Here are some fun examples of how the third model works:
How will models like GPT-3 change our world?
It is important to understand that models like GPT-1/2/3, in fact, solve exactly one problem - they try to predict the next token (usually a word or part of it) in the sequence of the previous ones. This approach makes it possible to use "unlabeled" data for training, that is, to do without involving a "teacher", and on the other hand, it allows solving a fairly wide range of problems from the NLP field. Indeed, in the text of a dialogue, for example, a reply-reply is a continuation of the history of communication, in a work of fiction - the text of each paragraph continues the previous text, and in a question and answer session, the text of the answer follows the text of the question. As a result, large-capacity models can solve many such problems without special additional training - they only need examples that fit into the "model context"which GPT-3 has quite impressive - as many as 2048 tokens.
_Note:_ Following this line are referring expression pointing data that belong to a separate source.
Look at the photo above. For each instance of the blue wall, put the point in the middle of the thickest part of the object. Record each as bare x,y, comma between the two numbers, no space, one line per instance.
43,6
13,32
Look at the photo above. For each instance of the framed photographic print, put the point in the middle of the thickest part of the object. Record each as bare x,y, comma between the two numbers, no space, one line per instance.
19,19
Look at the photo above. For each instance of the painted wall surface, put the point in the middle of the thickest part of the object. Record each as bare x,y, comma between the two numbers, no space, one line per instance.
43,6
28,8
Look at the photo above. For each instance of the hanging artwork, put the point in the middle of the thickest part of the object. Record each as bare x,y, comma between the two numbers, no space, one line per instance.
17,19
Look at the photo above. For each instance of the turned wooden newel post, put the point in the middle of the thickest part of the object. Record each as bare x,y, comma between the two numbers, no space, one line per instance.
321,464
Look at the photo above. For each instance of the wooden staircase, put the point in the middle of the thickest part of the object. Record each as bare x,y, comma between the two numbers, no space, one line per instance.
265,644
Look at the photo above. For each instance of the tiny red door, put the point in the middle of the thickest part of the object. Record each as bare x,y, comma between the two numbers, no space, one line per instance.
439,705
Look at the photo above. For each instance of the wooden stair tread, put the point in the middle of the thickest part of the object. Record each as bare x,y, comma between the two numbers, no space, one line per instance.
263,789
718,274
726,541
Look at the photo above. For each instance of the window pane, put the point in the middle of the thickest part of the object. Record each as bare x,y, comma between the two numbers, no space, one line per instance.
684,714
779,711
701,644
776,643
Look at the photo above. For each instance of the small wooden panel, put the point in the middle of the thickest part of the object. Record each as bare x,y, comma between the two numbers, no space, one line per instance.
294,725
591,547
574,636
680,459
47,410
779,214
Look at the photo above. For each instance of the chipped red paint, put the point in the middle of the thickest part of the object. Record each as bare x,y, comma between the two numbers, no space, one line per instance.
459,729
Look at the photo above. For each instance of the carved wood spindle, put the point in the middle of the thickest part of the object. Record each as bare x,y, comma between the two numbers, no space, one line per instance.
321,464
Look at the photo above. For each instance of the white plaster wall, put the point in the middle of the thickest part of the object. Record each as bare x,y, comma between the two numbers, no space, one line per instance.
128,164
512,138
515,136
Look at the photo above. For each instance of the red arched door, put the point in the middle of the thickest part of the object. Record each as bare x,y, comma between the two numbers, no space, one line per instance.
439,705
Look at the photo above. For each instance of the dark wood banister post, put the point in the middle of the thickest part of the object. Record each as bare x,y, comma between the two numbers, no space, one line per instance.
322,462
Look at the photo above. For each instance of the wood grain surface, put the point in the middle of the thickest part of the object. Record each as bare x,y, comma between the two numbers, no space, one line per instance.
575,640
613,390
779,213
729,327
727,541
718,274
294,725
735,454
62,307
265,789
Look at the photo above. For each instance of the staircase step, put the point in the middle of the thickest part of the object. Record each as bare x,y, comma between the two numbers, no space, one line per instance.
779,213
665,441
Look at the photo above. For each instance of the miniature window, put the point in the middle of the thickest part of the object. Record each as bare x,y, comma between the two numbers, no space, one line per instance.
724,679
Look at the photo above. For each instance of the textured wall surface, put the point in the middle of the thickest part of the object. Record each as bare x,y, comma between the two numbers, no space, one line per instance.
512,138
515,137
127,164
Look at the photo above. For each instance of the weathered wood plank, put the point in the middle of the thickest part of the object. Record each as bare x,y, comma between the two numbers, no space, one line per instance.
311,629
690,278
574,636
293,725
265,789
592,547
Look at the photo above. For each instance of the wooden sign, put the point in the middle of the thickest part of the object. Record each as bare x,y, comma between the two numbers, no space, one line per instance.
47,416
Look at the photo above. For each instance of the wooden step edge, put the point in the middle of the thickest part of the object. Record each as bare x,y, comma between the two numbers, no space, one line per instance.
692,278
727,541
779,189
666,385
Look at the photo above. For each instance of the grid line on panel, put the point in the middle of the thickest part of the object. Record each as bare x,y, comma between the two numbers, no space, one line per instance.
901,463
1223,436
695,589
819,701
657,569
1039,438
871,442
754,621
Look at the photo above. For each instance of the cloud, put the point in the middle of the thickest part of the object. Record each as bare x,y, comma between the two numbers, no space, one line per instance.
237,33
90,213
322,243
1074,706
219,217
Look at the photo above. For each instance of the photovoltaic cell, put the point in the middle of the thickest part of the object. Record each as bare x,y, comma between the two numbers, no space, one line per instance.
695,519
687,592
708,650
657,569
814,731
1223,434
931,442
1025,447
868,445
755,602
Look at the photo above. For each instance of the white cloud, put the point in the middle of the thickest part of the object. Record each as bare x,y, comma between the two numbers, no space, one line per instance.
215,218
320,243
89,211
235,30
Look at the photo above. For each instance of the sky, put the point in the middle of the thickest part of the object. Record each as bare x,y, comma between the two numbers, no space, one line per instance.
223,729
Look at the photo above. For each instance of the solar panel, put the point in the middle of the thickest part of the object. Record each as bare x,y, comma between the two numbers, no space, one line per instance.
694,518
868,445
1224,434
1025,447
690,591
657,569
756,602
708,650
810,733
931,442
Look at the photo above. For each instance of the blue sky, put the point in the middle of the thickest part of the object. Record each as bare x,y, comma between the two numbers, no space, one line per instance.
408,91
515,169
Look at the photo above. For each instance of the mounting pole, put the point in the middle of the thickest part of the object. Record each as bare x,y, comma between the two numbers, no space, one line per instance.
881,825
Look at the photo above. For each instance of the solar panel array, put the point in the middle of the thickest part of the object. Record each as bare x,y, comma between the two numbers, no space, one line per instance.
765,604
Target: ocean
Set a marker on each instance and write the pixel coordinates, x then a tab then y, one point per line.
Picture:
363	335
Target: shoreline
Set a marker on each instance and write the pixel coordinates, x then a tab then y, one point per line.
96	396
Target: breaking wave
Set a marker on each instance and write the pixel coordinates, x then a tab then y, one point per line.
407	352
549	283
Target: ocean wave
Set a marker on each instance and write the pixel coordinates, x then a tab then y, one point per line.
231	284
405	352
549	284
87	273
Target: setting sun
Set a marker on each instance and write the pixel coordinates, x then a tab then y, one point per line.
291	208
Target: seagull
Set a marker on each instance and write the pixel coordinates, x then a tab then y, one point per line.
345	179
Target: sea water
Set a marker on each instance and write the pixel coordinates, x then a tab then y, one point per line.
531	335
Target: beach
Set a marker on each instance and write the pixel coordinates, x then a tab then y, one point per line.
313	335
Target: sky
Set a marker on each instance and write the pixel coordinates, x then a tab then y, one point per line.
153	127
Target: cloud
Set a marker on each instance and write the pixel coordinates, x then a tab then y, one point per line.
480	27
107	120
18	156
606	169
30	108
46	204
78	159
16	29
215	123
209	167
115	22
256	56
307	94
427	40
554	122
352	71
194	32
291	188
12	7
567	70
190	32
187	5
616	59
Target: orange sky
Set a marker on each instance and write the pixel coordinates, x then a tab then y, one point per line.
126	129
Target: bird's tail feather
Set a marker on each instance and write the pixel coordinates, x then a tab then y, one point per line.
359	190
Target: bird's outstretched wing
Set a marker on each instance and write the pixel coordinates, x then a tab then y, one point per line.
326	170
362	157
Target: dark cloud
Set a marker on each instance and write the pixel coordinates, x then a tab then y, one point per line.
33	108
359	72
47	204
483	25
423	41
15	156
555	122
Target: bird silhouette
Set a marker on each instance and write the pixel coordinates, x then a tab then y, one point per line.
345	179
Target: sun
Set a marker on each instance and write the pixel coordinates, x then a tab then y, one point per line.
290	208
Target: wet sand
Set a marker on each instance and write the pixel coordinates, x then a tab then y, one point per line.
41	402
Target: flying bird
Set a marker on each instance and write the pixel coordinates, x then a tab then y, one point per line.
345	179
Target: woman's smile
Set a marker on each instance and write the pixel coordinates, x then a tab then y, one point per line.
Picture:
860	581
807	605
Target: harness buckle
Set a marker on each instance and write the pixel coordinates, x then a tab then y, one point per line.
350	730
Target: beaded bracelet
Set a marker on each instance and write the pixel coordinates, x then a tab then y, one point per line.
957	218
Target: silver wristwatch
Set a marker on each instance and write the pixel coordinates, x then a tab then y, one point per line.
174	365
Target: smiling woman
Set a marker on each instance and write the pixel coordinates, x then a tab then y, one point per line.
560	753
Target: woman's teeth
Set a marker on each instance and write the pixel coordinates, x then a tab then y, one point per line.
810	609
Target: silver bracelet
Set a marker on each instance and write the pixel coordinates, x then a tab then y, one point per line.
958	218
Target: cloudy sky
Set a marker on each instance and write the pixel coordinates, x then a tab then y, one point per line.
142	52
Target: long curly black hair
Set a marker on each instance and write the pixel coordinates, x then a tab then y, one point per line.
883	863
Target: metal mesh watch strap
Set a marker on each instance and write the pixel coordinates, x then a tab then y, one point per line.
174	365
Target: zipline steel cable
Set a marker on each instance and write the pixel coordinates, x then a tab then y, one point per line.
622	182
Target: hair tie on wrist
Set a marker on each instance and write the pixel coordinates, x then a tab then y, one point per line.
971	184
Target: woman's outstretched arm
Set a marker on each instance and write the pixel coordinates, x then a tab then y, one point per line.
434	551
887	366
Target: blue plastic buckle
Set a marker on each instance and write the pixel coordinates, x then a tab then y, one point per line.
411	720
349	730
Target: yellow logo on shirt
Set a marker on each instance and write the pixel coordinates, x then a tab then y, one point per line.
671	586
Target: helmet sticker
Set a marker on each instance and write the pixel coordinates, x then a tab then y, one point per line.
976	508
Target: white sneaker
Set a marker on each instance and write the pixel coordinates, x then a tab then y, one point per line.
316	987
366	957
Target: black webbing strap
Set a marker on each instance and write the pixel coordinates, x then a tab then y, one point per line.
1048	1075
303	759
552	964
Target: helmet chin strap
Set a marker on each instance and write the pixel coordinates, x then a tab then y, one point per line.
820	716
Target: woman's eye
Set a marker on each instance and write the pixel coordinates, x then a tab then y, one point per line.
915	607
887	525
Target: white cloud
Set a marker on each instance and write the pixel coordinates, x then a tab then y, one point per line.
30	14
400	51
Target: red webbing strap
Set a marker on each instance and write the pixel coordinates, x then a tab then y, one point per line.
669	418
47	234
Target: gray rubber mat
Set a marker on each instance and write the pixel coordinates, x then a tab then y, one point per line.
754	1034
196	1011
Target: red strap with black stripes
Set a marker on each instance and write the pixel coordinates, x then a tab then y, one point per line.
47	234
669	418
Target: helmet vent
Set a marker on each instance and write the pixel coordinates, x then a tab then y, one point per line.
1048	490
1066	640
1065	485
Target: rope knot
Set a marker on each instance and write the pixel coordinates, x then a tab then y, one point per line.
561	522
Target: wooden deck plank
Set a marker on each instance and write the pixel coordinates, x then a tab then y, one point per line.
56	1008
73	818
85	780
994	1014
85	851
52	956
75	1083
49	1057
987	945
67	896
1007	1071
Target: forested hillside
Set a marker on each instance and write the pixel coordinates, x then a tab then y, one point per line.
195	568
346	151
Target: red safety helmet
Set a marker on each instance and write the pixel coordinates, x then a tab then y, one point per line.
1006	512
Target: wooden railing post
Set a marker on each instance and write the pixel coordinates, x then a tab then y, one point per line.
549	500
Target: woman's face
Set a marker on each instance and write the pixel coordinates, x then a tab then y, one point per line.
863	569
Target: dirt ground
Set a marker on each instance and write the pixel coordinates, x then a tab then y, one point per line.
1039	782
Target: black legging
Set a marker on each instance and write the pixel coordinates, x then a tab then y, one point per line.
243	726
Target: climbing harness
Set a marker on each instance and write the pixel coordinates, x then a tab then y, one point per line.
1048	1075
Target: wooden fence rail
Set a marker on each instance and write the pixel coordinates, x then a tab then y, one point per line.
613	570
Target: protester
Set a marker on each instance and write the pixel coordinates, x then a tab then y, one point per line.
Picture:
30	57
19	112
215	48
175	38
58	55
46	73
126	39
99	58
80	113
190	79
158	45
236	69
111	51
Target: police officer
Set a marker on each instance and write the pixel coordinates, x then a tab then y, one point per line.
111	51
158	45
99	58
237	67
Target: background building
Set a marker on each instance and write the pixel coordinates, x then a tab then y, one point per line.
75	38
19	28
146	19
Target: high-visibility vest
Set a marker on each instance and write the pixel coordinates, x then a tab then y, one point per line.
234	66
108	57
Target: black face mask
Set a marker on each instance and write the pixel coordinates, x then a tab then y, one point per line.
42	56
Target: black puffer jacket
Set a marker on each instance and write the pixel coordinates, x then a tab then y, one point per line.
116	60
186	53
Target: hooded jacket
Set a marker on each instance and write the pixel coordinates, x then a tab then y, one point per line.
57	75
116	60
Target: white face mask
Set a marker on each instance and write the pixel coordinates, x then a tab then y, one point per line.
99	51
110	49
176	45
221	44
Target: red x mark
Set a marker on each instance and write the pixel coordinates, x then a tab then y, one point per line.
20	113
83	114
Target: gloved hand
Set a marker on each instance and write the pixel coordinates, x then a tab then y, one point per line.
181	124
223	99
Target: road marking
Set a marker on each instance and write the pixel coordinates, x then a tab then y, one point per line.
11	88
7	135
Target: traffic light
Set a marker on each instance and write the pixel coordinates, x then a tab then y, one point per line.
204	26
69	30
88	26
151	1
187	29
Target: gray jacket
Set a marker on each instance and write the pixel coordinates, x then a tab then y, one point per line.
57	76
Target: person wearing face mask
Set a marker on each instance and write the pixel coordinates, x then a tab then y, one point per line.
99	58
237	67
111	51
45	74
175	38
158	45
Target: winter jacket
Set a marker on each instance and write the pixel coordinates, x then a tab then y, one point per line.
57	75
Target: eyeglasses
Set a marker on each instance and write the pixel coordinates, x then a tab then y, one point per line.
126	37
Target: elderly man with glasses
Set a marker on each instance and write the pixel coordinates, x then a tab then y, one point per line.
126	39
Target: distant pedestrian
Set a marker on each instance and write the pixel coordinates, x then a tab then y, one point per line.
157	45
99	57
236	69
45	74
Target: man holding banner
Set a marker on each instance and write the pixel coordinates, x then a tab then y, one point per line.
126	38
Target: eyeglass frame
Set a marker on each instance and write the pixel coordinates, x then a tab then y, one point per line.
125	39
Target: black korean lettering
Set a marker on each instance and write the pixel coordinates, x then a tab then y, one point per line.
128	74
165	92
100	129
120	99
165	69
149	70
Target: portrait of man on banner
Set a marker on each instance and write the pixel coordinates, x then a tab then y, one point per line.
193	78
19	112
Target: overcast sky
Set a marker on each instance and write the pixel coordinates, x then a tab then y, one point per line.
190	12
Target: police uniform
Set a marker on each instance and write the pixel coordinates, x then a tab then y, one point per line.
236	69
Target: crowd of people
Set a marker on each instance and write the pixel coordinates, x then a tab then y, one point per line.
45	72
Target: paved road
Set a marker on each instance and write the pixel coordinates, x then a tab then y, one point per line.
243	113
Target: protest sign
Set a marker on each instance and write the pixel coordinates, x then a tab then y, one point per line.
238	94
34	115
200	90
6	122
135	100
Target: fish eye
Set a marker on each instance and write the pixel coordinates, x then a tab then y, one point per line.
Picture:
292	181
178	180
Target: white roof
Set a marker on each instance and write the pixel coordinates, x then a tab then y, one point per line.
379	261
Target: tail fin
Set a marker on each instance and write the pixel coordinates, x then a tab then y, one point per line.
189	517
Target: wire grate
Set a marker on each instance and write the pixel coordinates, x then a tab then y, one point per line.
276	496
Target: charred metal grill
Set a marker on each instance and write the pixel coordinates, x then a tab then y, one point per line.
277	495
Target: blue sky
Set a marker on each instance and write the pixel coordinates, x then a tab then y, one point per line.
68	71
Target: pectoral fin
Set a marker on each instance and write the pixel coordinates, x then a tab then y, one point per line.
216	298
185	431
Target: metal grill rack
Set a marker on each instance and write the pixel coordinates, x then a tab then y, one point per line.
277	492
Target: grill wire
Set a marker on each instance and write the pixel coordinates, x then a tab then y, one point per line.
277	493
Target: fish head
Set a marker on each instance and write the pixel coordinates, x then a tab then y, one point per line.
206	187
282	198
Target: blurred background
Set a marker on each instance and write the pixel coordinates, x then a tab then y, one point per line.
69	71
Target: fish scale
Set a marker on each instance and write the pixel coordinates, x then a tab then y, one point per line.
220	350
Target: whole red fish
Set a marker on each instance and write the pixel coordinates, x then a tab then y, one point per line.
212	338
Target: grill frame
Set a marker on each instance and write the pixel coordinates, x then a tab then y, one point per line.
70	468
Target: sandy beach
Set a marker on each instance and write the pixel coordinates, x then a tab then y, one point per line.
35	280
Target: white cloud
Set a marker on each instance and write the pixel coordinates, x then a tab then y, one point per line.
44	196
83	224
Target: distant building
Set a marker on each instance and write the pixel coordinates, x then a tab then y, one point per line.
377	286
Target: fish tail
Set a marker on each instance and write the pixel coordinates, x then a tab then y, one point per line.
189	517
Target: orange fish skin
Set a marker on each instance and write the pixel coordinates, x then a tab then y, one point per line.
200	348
GPT-3 is capable not only of generating texts (including poems, jokes and literary parodies), but also correcting grammatical errors, conducting dialogues, and even (SUDDENLY!) Writing more or less meaningful program code. Many interesting uses of GPT-3 can be found on the site of independent researcher Gwern Branwen. Branuen, developing an idea expressed in a joke tweet from Andrej Karpathy, asks an interesting question: are we witnessing the emergence of a new programming paradigm?
Here is the text of Karpaty's original tweet:
“I love the idea of Software 3.0. Programming moves from preparing datasets to preparing queries that allow the meta-learning system to "understand" the essence of the task it needs to perform. LOL "[Love the idea for Software 3.0. Programming moving from curating datasets to curating prompts to make the meta learner "get" the task it's supposed to be doing. LOL].
Developing Karpaty's idea, Branuen writes:
« GPT-3 [ ] , : , , , ( GPT-2); , , , [prompt], , , «» - , , . , , «» «», GPT-3 . « » , : , , , , , , , , , ».
Since our model "saw" github and StackOverflow in the learning process, it is quite capable of writing code (sometimes not devoid of very deep meaning):
What's next
This year we will continue to work on giant transformer models. Further plans are related to the further expansion and cleaning of datasets (they, in particular, will include snapshots of the arxiv.org preprint service for scientific publications and the PubMed Central research library, specialized dialog datasets and datasets on symbolic logic), increasing the size of trained models, as well as using improved tokenizer.
We hope that the publication of trained models will spur the work of Russian researchers and developers who need super-powerful language models, because on the basis of ruGPT-3 you can create your own original products, solve various scientific and business problems. Try using our models, experiment with them and be sure to share with all the results you get. Scientific progress makes our world better and more interesting, let's improve the world together!